Dick Pound, the IOC vice- president and Canadian member heading the inquiry, said yesterday that "an indefinite number" of new targets had been added to the list since the report of the initial phase was released last Sunday.
He said Salt Lake City remained under investigation in addition to Sydney, the 2000 Summer Games host city, and Toronto's unsuccessful bid for the 1996 Olympics. Three additional IOC members were also part of the inquiry, according to The Washington Post yesterday.
More revelations emerged concerning bribery allegations. Tom Godfrey, a former council official for Salt Lake City, has told the FBI of nervous colleagues who arrived at a meeting in 1995 in Budapest, Hungary, with IOC officials. He said they were clutching a bag of $50,000 (pounds 31,000) in cash just before the 2002 Winter Games were awarded.

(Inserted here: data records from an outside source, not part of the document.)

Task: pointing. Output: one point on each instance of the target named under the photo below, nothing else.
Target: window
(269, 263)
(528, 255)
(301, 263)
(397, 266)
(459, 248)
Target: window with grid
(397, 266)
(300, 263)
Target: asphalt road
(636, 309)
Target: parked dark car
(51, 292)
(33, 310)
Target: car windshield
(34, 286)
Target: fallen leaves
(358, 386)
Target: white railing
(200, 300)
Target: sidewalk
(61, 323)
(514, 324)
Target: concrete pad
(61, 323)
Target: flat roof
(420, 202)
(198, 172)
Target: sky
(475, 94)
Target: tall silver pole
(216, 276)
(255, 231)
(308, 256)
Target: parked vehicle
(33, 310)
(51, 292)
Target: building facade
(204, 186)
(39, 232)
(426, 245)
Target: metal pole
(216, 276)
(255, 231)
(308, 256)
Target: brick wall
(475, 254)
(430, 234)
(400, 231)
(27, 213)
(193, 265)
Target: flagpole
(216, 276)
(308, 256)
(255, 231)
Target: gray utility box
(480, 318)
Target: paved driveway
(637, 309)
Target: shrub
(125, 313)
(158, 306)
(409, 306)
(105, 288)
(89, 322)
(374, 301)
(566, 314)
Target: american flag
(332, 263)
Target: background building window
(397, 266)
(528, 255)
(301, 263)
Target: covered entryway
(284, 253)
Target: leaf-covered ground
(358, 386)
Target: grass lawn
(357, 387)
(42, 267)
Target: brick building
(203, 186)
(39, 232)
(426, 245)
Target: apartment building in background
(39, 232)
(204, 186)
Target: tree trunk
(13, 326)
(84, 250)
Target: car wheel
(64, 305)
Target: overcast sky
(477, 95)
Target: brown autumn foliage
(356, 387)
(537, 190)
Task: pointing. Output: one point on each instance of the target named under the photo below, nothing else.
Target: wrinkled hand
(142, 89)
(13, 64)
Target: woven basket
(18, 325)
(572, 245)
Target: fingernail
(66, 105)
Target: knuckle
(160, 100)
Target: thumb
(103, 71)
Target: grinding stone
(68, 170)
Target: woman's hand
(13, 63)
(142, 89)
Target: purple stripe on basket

So far the IOC inquiry has found Salt Lake City's bid committee spent more than $800,000, including cash payments, to 14 IOC members and other fringe benefits including free schooling and healthcare.
Evidence has also come to light of IOC members being entertained by women from an escort agency in hotels in Salt Lake City. George and Milena Georgiev, who opened Snow White Escort Services in 1993, said two escorts performed stripteases for IOC officials. They could not say who arranged or paid for the escorts.
The news has brought further pressure on Juan Antonio Samaranch, the IOC president, to resign amid accusations that he has insulated himself from scandal by setting up other members to bear the brunt of the claims. He has denied wrongdoing but yesterday resigned as president of La Caixa, one of Spain's big banks. He said, that at 78, he was too old.